Un moment d’attendrissement
L’époque actuelle, qui nous tient en haleine à tout instant avec ses nouvelles plus perturbantes les unes que les autres, est en train d’avoir raison de nous. Les chroniqueurs comme les lecteurs passionnés d’information sont secoués par des indignations permanentes, qui se télescopent et s’estompent dans une frénésie épuisante.
Tous les malheurs du monde pénètrent désormais nos vies grâce à la technologie, si bien qu’aucune horreur ne nous est épargnée. Tous les délires et les bassesses des êtres humains nous atteignent. Il nous faut donc fuir cette trépidation si l’on ne veut pas se laisser envahir par toutes les passions tristes comme la colère, le dégoût, l’envie, le désir de vengeance ou le ressentiment.

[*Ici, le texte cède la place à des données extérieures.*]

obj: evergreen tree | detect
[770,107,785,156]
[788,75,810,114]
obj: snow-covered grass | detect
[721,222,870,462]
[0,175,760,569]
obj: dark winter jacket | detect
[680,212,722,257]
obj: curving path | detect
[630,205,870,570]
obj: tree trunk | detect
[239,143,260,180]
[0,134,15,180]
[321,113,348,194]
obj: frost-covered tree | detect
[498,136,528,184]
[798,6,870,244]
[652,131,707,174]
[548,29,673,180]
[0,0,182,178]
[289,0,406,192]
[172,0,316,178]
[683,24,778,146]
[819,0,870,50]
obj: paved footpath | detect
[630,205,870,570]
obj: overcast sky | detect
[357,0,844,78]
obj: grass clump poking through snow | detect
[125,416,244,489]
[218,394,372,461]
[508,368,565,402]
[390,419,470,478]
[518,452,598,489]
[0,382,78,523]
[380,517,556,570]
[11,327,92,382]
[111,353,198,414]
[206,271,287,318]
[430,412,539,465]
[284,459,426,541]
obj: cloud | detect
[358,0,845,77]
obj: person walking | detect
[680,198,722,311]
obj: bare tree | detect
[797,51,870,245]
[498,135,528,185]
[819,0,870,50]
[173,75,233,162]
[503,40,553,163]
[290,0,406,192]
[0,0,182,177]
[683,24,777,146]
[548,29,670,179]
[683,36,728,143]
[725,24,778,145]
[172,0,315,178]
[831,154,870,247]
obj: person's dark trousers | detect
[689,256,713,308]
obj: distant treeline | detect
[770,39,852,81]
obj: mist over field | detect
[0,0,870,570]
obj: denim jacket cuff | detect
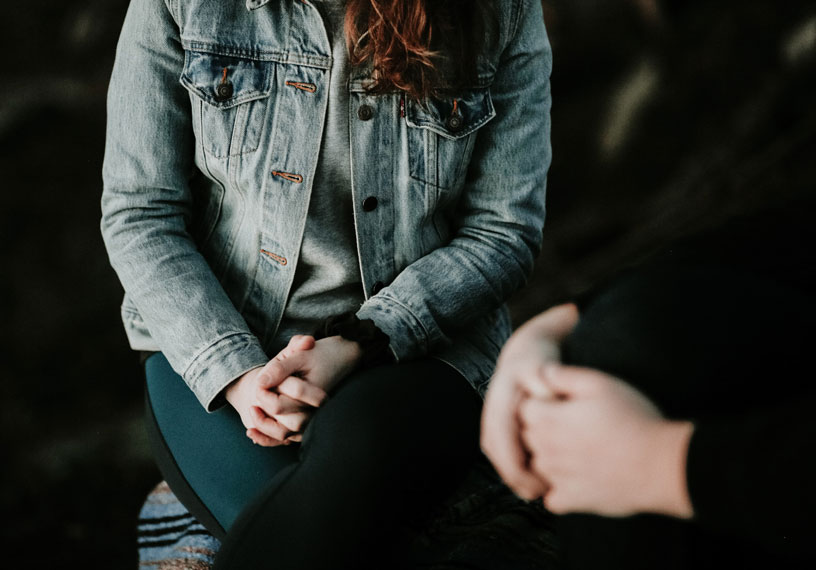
[357,294,440,362]
[183,333,269,412]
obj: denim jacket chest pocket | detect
[180,50,275,158]
[405,87,496,189]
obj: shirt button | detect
[363,196,377,212]
[215,81,232,103]
[357,105,374,121]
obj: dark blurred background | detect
[0,0,816,569]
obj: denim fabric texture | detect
[102,0,552,409]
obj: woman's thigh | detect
[145,353,297,538]
[216,359,481,570]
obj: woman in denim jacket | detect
[102,0,551,568]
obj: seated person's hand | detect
[481,304,578,499]
[226,335,360,447]
[519,364,693,518]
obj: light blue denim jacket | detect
[102,0,551,409]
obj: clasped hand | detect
[226,335,360,447]
[482,305,693,518]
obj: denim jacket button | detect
[363,196,377,212]
[215,81,232,103]
[445,115,464,133]
[357,105,374,121]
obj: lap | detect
[145,354,481,535]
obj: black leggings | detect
[145,354,481,570]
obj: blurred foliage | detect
[0,0,816,568]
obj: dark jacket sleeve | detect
[687,394,816,550]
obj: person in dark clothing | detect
[482,205,816,569]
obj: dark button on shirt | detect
[215,81,232,103]
[357,105,374,121]
[446,115,464,133]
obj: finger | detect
[256,387,305,416]
[278,376,328,408]
[518,372,558,400]
[536,303,579,342]
[481,385,542,499]
[541,363,611,398]
[518,398,564,426]
[250,406,289,441]
[283,433,303,445]
[257,349,308,388]
[543,486,575,515]
[247,428,285,447]
[286,334,316,352]
[275,412,309,432]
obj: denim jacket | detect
[102,0,551,409]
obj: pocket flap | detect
[405,88,496,139]
[180,51,273,109]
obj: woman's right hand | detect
[226,336,326,447]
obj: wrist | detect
[645,420,694,519]
[314,313,393,368]
[221,368,252,409]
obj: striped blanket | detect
[138,460,556,570]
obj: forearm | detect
[358,0,551,359]
[101,0,266,405]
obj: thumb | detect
[541,363,602,398]
[286,334,315,351]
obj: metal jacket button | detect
[363,196,377,212]
[357,105,374,121]
[445,115,465,133]
[215,81,233,103]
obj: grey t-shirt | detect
[275,0,364,349]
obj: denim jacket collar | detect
[246,0,269,12]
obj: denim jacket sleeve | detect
[357,0,552,360]
[97,0,268,409]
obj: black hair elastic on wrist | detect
[314,312,394,368]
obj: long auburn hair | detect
[345,0,489,100]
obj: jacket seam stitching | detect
[182,331,252,386]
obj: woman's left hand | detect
[247,335,361,445]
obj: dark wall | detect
[0,0,816,568]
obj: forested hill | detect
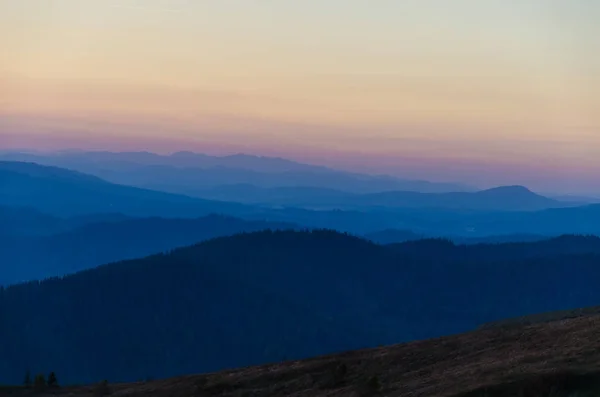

Je demeure partagée entre sa tristesse et l’espérance qu’il incarne et nous console de la laideur quotidienne.
CRISE MORALE
Certains se protègent en pratiquant l’angélisme, problématique s’il est le fait des politiciens, ou le cynisme dans lequel s’enferment les narcissiques, qui font tourner le monde autour de leur nombril. La lucidité, la capacité d’émerveillement et le retour vers le dépassement personnel et collectif deviennent essentiels pour comprendre cette époque qui a les contours d’une crise morale.
Cette semaine, un petit garçon de onze ans que j’ai croisé dans la rue à Paris – mais cela aurait pu se passer à Montréal – m’a ramenée dans le monde de la vérité, de l’émotion authentique, profonde et bouleversante, qui fait éclater tous nos clichés.
VIEILLE ÂME
Je l’ai remarqué parmi ses camarades au sortir de son école. Sa beauté m’a attendrie. Une petite fille plus grande que lui marchait à ses côtés. Au moment de se séparer, elle a lancé «au revoir» et a couru pour traverser la rue. Il est resté à mes côtés avec trois autres camarades, deux garçons et une fille, et il a sorti de sa poche cette petite toupie qui fait fureur parmi tous les enfants. «Montre-moi comment ça fonctionne», ai-je demandé. Il a fait tourner l’objet avec vigueur dans le creux de sa main. «C’est tout?», ai-je dit. «Oui, mais ça déstresse», a-t-il répliqué. Je me suis alors penchée vers lui, discrètement: «Mais tu n’as pas besoin d’être déstressé. J’ai vu ta très jolie copine.» Il m’a regardée avec des yeux qui se sont embués. «Elle vient de me quitter», a-t-il murmuré. Il était effondré. «Mais elle va sûrement revenir vers toi», ai-je répondu sans conviction. «Hélas, non! Je crois qu’elle ne m’aime plus». Le feu était vert et nous avons traversé la rue ensemble. «C’est dur, vous savez», a-t-il ajouté. Comment consoler ce garçon à peine sorti de l’enfance? «Au revoir, Madame», a-t-il dit avant de courir rejoindre ses copains. «Bon courage», ai-je lancé. Il s’est de nouveau immobilisé et il m’a regardé avec gravité: «J’en aurai bien besoin». Puis, il a disparu dans la foule.
Cet enfant, habité par une passion si pure, aimera toujours les femmes avec intensité, délicatesse et subtilité. Et je demeure partagée entre sa tristesse et l’espérance qu’il incarne et nous console de la laideur quotidienne.